How to Keep Track of LitRPG Stats, Systems, and Progression
LitRPG authors need to track six things with database-grade reliability: character stats, skills and abilities, levels and experience, inventory, currencies, and the system's own rules. LitRPG readers are the most continuity-sensitive audience in fiction, because the genre's promise is a consistent system, and they will absolutely notice when your protagonist's Strength drops by ten points between chapters or a skill fires on a cooldown you established was longer.
Here is what to track, how to structure it, and how to keep a progression fantasy honest across hundreds of chapters and one increasingly suspicious comment section.
Why LitRPG Tracking Is Harder Than Normal Character Tracking
A regular novelist tracks facts that change occasionally. A LitRPG author tracks values that change constantly, by design. Every fight can alter HP, XP, and durability. Every level-up touches multiple stats. Every loot drop touches inventory. Multiply that by a supporting cast with their own sheets, and by a Royal Road posting schedule of several chapters a week, and memory-based tracking fails within a single arc. The genre effectively requires you to be your own game database administrator.
The Six Ledgers Every LitRPG Author Needs
- Stat sheets. Current values for every statted character, with a change history. History is the part most authors skip and most need: when a reader asks why Strength was 34 in chapter 80 and 31 in chapter 95, you need to know whether that is a debuff you wrote or an error you shipped.
- Skills and abilities. Name, rank, effect, cost, cooldown, and acquisition chapter. Cooldowns and costs are the top source of reader-reported errors in the genre.
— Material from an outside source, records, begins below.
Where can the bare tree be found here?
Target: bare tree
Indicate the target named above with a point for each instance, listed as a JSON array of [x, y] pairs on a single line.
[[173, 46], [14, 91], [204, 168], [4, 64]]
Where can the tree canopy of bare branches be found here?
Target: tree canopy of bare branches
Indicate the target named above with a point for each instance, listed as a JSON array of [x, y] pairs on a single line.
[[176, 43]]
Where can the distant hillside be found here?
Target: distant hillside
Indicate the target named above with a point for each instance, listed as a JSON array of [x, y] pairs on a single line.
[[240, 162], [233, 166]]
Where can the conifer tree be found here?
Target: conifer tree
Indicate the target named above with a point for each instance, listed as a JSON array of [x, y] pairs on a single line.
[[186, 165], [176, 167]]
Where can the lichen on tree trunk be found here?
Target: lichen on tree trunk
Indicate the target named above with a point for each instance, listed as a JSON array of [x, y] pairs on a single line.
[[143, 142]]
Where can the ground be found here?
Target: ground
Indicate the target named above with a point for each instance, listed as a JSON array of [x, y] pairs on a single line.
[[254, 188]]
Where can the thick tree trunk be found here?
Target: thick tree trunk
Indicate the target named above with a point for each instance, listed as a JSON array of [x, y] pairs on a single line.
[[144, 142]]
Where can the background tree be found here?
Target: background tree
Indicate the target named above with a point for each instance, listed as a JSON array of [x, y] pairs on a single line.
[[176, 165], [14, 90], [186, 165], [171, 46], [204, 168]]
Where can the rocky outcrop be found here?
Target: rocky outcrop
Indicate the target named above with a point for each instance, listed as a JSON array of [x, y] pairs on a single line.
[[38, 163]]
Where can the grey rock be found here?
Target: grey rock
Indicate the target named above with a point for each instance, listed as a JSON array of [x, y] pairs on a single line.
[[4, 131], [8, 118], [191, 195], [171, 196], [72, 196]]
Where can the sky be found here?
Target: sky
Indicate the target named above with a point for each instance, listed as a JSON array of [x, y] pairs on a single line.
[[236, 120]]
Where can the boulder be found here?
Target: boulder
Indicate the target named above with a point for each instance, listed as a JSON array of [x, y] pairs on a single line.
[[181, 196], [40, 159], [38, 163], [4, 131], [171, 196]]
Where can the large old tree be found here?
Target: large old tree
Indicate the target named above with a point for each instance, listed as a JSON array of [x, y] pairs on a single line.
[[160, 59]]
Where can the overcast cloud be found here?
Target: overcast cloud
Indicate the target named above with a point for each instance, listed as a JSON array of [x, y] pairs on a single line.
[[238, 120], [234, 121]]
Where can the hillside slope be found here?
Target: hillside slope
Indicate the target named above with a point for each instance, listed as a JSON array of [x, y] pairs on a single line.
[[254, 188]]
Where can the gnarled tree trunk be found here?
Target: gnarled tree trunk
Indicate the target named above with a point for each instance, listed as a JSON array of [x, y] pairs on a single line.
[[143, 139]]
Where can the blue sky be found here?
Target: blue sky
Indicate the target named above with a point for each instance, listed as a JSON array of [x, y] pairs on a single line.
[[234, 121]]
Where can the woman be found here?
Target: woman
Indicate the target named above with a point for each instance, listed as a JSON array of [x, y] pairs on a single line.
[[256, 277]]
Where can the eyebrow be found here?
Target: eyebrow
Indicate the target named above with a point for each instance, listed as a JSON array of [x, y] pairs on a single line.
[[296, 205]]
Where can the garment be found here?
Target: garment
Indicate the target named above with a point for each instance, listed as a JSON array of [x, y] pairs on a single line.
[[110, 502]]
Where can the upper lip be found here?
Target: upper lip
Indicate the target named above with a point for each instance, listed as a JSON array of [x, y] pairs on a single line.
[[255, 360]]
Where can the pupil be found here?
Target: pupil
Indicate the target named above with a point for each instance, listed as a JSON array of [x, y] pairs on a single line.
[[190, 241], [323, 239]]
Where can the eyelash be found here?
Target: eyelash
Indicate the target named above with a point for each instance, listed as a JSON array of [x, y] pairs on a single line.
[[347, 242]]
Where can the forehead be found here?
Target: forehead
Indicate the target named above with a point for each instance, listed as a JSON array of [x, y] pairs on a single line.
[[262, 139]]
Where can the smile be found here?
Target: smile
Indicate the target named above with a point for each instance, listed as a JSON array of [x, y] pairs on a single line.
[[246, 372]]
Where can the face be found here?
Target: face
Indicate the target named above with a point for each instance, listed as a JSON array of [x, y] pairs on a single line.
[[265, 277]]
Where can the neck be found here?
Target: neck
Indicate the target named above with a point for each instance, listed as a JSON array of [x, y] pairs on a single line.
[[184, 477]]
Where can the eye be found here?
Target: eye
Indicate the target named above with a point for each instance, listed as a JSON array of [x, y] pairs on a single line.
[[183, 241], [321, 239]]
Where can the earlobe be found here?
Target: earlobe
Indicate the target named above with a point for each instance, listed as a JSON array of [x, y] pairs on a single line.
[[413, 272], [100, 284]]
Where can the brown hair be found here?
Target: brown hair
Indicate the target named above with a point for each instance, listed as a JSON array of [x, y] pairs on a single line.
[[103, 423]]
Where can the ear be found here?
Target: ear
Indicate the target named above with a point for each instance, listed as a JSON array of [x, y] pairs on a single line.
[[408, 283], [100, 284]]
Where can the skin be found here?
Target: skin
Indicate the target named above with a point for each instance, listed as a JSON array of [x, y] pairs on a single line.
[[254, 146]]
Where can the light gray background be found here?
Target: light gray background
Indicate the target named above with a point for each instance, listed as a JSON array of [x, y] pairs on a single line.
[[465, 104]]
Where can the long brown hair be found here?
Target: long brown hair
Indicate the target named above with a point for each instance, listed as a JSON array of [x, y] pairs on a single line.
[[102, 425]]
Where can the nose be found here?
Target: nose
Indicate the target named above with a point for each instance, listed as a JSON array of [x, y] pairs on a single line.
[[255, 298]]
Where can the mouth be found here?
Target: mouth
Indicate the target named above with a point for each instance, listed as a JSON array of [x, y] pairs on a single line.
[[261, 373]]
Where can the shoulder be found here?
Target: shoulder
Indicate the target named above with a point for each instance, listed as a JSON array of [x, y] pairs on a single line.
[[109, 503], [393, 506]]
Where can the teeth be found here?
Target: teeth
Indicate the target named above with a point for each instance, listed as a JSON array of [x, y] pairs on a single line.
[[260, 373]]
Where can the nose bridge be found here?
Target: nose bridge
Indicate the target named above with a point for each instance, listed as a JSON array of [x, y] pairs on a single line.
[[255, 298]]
- Levels and XP. The curve itself (how much XP each level requires) plus each character's position on it. If your math is visible to readers, they will check it. Many will build spreadsheets. Yours has to be better than theirs.
- Inventory. Plot-relevant items only, with acquisition and loss points. Nobody cares about the 400th rat pelt; everyone cares about the artifact sword you forgot the protagonist sold.
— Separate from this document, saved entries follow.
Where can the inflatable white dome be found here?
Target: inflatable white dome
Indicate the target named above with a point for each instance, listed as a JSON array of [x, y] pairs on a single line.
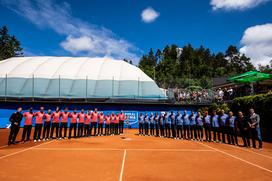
[[74, 77]]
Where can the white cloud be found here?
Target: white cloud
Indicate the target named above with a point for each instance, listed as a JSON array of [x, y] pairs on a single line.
[[257, 43], [235, 4], [149, 15], [82, 38]]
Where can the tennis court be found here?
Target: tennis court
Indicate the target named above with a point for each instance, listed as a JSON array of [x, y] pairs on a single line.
[[132, 157]]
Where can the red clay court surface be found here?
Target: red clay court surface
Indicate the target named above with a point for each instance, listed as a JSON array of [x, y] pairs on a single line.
[[134, 158]]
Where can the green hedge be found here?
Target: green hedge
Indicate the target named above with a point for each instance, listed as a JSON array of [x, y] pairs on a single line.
[[262, 104]]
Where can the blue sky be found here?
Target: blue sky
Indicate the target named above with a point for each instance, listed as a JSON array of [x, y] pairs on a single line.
[[129, 28]]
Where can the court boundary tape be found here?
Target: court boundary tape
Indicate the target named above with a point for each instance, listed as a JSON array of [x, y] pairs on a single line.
[[123, 165], [23, 150], [4, 146], [128, 149], [238, 158]]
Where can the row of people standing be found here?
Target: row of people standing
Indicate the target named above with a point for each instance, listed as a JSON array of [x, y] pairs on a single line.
[[221, 128], [49, 125]]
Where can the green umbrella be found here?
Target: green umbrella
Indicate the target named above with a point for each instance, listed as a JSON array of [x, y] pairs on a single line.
[[249, 77]]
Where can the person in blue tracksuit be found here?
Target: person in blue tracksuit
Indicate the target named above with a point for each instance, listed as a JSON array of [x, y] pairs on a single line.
[[222, 123], [152, 124], [173, 124], [167, 125], [207, 126], [161, 122], [199, 126], [146, 125], [179, 125], [254, 124], [186, 125], [157, 123], [215, 127], [192, 126], [141, 124], [231, 136]]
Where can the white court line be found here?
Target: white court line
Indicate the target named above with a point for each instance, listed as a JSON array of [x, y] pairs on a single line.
[[109, 149], [3, 146], [258, 166], [17, 152], [123, 165]]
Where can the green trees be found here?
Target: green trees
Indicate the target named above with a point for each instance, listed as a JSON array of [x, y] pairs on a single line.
[[187, 66], [9, 45]]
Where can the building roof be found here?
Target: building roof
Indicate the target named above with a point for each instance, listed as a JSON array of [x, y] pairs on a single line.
[[74, 77]]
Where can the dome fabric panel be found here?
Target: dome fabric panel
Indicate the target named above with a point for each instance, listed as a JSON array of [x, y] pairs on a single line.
[[74, 77]]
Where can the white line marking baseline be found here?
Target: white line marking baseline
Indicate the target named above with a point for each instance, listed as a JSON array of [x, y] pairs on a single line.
[[23, 150], [233, 156], [3, 146], [123, 165], [113, 149]]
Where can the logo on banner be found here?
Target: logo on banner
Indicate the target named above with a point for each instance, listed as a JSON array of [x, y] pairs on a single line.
[[132, 118]]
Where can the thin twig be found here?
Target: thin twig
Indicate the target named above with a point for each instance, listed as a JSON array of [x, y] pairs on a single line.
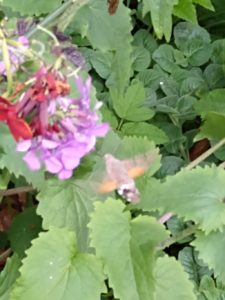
[[18, 190]]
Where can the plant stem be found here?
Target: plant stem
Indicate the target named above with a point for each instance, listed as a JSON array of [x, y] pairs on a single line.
[[51, 17], [185, 233], [14, 191], [206, 154]]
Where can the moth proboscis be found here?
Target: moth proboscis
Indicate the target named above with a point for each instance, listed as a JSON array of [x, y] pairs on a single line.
[[120, 174]]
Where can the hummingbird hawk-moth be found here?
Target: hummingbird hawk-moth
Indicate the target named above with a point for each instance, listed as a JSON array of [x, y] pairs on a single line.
[[120, 174]]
- Currencies and resources. Gold, mana crystals, contribution points, whatever your economy runs on. Economies drift when untracked, and drifting economies quietly break stakes.
- System rules. The constitution of your world: how the System works, what it forbids, edge cases you have established. Every rule you print is a promise; keep the promises in one list you reread before writing exploits.
Stat Blocks in the Manuscript Are Data, Not Decoration
LitRPG's signature blue boxes are also a tracking opportunity. If your stat blocks are formatted text pasted into the manuscript, every one is a chance to typo a number that contradicts your ledger. Bramble treats stat boxes as first-class objects: they are inserted into the page as structured blocks and linked to the character they belong to, so the box in the prose and the record in your tracker are connected rather than parallel systems that drift apart. For a genre where the interface is the aesthetic, that link is the difference between decoration and a source of truth.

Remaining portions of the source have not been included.